Today's action represented the post-FOMC digestive process, and it is clear that commodity prices have moved to the forefront of market psyche. Despite the enormity of the crisis facing our banking system, a significant chunk of market participants still feared a rate hike would come out of yesterday's session. What nonsense! Such fears were holding back commodity prices, but with the uncertainty out of the way, the floodgates opened. Oil surged $5. Precious metals gained 4%. Sugar, cotton, copper, gasoline, natural gas, wheat, corn, coffee and most other commodities provide very profitable days for their holders.
With inflation taking another lick out of our economy, stocks tumbled. Major indexes were down close to 3%. The selling was relentless. There was no head fake, no bounce of 1295 for the S&P 500. Just pure, unadulterated selling. The Dow set a new closing low for the year. The S&P 500 is close behind. It is nasty, and the bear market is doing what bear markets do: falling when the technicals say we should bounce.
To be honest, I fully believed my postulation from yesterday's post that we would test the 1295 area and then rally. In fact, when the SPX was in the vicinity of that target, and my indicators blared oversold conditions, I took a long trade. It is a testament to my day trading system that I actually scalped a profit on the long side out of today's bloodbath. I would have much rather been short, so kudos to those who saw this coming.
Is it conceivable that we now get the bounce I have been anticipating? Yes, but if so, I now expect any bounce to be much shallower than anticipated. We're talking Lindsay Lohan shallow. Any rally is likely to be sold faster than an employee of Heidi Fleiss. Whereas yesterday I thought a bounce would back-test the 1370 area, I am now looking at the 1325 pivot point. On the other hand, we could just crash.
Well, anyway.
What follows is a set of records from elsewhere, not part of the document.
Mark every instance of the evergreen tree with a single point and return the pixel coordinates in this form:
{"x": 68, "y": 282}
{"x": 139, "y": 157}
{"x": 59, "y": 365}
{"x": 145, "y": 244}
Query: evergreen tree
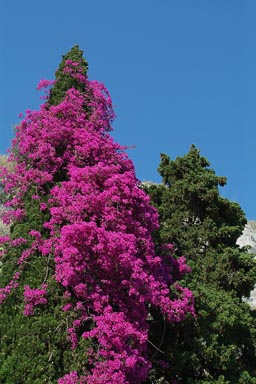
{"x": 35, "y": 349}
{"x": 79, "y": 268}
{"x": 218, "y": 345}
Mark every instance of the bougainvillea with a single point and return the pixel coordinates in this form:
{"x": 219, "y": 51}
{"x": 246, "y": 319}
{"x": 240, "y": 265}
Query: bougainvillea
{"x": 98, "y": 235}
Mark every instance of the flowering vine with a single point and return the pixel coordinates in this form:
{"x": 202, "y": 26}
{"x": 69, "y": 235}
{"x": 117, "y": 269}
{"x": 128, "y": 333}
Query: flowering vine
{"x": 99, "y": 233}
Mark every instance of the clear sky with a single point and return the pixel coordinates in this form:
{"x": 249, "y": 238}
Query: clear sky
{"x": 179, "y": 72}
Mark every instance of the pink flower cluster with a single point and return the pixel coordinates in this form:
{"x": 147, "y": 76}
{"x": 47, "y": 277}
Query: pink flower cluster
{"x": 100, "y": 232}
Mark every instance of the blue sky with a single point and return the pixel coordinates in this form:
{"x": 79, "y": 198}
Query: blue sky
{"x": 179, "y": 72}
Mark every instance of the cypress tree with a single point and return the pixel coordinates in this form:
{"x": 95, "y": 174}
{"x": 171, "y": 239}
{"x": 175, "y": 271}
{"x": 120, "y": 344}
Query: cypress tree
{"x": 35, "y": 349}
{"x": 80, "y": 274}
{"x": 218, "y": 345}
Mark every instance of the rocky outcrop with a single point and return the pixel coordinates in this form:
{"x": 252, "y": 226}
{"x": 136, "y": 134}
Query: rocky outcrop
{"x": 248, "y": 238}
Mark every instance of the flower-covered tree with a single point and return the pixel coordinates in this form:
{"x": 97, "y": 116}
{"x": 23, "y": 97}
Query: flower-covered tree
{"x": 80, "y": 263}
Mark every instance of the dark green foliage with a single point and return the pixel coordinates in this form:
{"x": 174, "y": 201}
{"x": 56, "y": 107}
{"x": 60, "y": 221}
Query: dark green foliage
{"x": 35, "y": 350}
{"x": 63, "y": 80}
{"x": 219, "y": 345}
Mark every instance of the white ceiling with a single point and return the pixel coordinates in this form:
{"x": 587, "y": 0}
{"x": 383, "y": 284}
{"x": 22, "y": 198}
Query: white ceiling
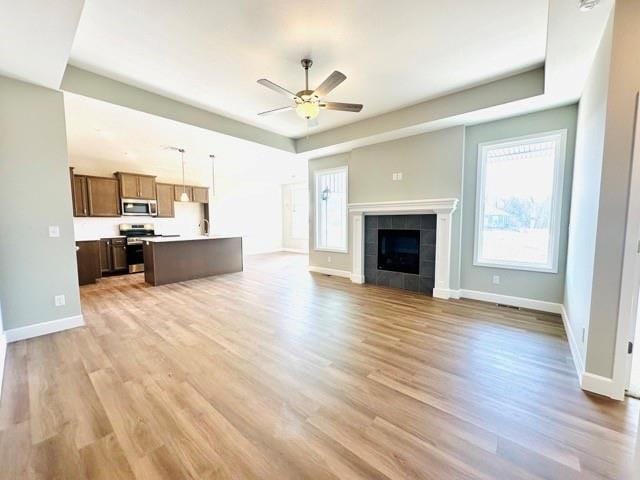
{"x": 103, "y": 138}
{"x": 210, "y": 54}
{"x": 36, "y": 37}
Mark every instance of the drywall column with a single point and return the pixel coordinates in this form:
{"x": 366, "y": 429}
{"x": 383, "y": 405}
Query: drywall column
{"x": 585, "y": 196}
{"x": 34, "y": 195}
{"x": 624, "y": 83}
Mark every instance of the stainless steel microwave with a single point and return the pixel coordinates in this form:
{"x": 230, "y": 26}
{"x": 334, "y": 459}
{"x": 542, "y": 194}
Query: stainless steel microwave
{"x": 139, "y": 208}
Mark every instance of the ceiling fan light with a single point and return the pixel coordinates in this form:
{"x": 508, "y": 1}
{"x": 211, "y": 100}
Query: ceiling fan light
{"x": 308, "y": 110}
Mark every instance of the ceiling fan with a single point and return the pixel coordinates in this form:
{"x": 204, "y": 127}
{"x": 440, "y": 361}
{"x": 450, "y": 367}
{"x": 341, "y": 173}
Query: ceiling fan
{"x": 307, "y": 103}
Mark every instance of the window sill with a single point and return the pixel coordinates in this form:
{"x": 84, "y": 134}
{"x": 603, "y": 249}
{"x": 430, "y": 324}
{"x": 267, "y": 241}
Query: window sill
{"x": 515, "y": 266}
{"x": 332, "y": 250}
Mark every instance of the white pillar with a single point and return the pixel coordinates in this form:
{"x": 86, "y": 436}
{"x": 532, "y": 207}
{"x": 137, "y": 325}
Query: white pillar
{"x": 357, "y": 236}
{"x": 443, "y": 256}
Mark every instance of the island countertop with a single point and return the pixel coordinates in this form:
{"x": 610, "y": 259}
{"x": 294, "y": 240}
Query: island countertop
{"x": 177, "y": 259}
{"x": 187, "y": 238}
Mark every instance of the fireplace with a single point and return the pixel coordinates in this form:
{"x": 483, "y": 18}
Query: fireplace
{"x": 399, "y": 251}
{"x": 435, "y": 243}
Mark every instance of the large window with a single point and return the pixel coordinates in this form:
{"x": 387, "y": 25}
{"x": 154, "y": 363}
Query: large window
{"x": 331, "y": 209}
{"x": 518, "y": 203}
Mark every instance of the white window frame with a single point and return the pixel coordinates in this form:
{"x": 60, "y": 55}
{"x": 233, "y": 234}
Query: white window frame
{"x": 560, "y": 137}
{"x": 316, "y": 198}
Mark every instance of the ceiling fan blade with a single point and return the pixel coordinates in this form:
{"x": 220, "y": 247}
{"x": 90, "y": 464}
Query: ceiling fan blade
{"x": 276, "y": 110}
{"x": 277, "y": 88}
{"x": 331, "y": 82}
{"x": 344, "y": 107}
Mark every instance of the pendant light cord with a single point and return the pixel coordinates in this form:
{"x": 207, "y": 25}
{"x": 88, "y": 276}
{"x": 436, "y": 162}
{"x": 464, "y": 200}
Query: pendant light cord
{"x": 184, "y": 185}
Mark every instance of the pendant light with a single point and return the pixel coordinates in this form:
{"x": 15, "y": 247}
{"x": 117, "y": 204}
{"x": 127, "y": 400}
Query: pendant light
{"x": 183, "y": 196}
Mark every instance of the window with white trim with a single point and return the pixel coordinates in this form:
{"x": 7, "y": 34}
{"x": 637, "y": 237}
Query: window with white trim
{"x": 519, "y": 202}
{"x": 331, "y": 209}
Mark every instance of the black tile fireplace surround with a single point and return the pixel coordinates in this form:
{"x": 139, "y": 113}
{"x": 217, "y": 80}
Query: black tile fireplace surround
{"x": 423, "y": 281}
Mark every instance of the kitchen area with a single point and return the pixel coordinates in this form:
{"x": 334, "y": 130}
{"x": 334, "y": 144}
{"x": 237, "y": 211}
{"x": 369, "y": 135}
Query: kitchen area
{"x": 118, "y": 219}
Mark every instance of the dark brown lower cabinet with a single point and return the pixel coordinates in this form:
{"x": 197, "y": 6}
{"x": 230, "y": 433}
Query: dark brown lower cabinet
{"x": 113, "y": 255}
{"x": 88, "y": 257}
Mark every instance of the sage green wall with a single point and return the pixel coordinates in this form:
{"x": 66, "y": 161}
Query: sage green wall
{"x": 34, "y": 194}
{"x": 534, "y": 285}
{"x": 431, "y": 164}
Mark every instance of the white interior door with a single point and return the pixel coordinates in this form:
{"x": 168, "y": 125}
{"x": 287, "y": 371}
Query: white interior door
{"x": 295, "y": 212}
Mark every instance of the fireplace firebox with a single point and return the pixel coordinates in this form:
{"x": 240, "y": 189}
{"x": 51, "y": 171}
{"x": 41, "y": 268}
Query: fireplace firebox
{"x": 399, "y": 251}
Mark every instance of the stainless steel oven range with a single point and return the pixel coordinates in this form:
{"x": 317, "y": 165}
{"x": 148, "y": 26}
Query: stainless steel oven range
{"x": 135, "y": 234}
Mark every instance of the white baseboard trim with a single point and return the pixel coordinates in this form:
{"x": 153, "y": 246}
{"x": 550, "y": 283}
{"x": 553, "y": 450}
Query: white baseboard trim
{"x": 446, "y": 293}
{"x": 330, "y": 271}
{"x": 263, "y": 252}
{"x": 44, "y": 328}
{"x": 3, "y": 356}
{"x": 600, "y": 385}
{"x": 521, "y": 302}
{"x": 294, "y": 250}
{"x": 573, "y": 343}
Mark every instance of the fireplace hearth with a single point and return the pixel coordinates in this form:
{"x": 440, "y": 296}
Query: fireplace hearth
{"x": 400, "y": 251}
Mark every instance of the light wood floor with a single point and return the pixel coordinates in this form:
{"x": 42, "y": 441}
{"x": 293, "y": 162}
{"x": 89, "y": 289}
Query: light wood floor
{"x": 276, "y": 373}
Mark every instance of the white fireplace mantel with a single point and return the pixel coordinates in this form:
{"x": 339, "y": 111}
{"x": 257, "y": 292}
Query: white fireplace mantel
{"x": 442, "y": 207}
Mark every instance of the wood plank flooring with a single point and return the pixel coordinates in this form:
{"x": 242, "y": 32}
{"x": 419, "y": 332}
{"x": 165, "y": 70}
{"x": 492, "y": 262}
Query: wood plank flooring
{"x": 275, "y": 373}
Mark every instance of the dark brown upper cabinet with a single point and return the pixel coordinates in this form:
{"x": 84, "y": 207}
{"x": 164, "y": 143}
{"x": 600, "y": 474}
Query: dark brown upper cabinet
{"x": 178, "y": 189}
{"x": 165, "y": 195}
{"x": 134, "y": 185}
{"x": 80, "y": 195}
{"x": 103, "y": 198}
{"x": 200, "y": 195}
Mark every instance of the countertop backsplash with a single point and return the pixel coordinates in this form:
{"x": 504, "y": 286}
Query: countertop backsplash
{"x": 186, "y": 222}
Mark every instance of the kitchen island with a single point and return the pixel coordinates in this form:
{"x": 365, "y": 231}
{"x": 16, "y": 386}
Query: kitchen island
{"x": 170, "y": 260}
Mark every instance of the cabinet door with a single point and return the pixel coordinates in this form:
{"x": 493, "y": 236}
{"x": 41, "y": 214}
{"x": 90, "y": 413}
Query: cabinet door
{"x": 178, "y": 189}
{"x": 164, "y": 194}
{"x": 103, "y": 197}
{"x": 105, "y": 255}
{"x": 147, "y": 188}
{"x": 118, "y": 255}
{"x": 200, "y": 195}
{"x": 129, "y": 185}
{"x": 80, "y": 199}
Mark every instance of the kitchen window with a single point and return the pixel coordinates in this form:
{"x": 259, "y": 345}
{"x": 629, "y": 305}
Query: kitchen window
{"x": 519, "y": 201}
{"x": 331, "y": 209}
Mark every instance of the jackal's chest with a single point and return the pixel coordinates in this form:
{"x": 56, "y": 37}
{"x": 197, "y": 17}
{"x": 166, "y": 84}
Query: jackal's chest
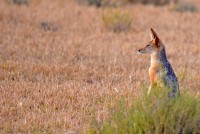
{"x": 157, "y": 75}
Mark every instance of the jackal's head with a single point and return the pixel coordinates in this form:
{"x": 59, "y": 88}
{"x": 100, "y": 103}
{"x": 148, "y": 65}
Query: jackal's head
{"x": 154, "y": 45}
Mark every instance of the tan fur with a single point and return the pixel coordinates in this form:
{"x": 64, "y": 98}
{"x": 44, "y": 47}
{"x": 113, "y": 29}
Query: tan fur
{"x": 160, "y": 72}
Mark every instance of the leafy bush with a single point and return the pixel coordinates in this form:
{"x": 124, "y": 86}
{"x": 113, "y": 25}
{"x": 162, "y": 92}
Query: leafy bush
{"x": 155, "y": 113}
{"x": 184, "y": 7}
{"x": 117, "y": 20}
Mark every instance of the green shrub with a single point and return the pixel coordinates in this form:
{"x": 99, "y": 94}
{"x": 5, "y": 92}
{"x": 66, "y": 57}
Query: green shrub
{"x": 154, "y": 114}
{"x": 117, "y": 20}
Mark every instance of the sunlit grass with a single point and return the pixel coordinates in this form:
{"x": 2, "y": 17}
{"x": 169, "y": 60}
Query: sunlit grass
{"x": 155, "y": 113}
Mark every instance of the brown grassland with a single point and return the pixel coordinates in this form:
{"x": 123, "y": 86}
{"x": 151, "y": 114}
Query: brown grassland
{"x": 60, "y": 68}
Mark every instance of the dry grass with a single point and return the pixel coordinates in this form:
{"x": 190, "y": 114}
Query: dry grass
{"x": 58, "y": 81}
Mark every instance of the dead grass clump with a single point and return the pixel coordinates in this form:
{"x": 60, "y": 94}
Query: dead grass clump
{"x": 154, "y": 2}
{"x": 19, "y": 2}
{"x": 117, "y": 20}
{"x": 184, "y": 7}
{"x": 90, "y": 2}
{"x": 46, "y": 26}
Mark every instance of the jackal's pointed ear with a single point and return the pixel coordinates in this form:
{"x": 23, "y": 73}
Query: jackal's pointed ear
{"x": 153, "y": 34}
{"x": 154, "y": 37}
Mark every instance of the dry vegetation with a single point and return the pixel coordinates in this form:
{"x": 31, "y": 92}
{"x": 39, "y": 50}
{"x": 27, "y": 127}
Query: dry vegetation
{"x": 60, "y": 80}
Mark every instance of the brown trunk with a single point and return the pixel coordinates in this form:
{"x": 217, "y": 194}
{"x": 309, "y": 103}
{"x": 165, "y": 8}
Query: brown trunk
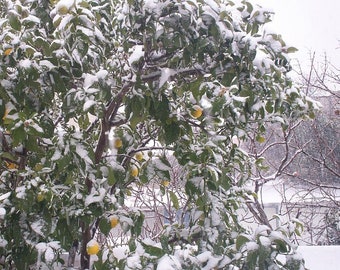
{"x": 84, "y": 257}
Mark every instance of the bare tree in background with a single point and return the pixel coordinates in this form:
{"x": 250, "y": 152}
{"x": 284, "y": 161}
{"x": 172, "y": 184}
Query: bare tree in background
{"x": 304, "y": 160}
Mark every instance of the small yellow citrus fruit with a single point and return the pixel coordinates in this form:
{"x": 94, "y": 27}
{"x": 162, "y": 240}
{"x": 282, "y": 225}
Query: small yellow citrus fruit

There is one curious but positive note to be taken from today's action: the BKX did NOT break its low from two days ago. In fact, we saw panic selling in a few of the major banks:
Let's turn our attention back to commodities, specifically precious metals.
I believe... and have believed for some time... that the easiest play out there is to own precious metals. The Fed under a Bernanke chairmanship is going to fight this bear market tooth and nail. Greenspan did the same thing in the 2000-2002 period. Let's look at what happened to gold during that nasty period:
And the miners?
Yep. I may scalp some trades off the equity markets, but I won't let go of my core positions in GDX and the metals themselves. See you tomorrow.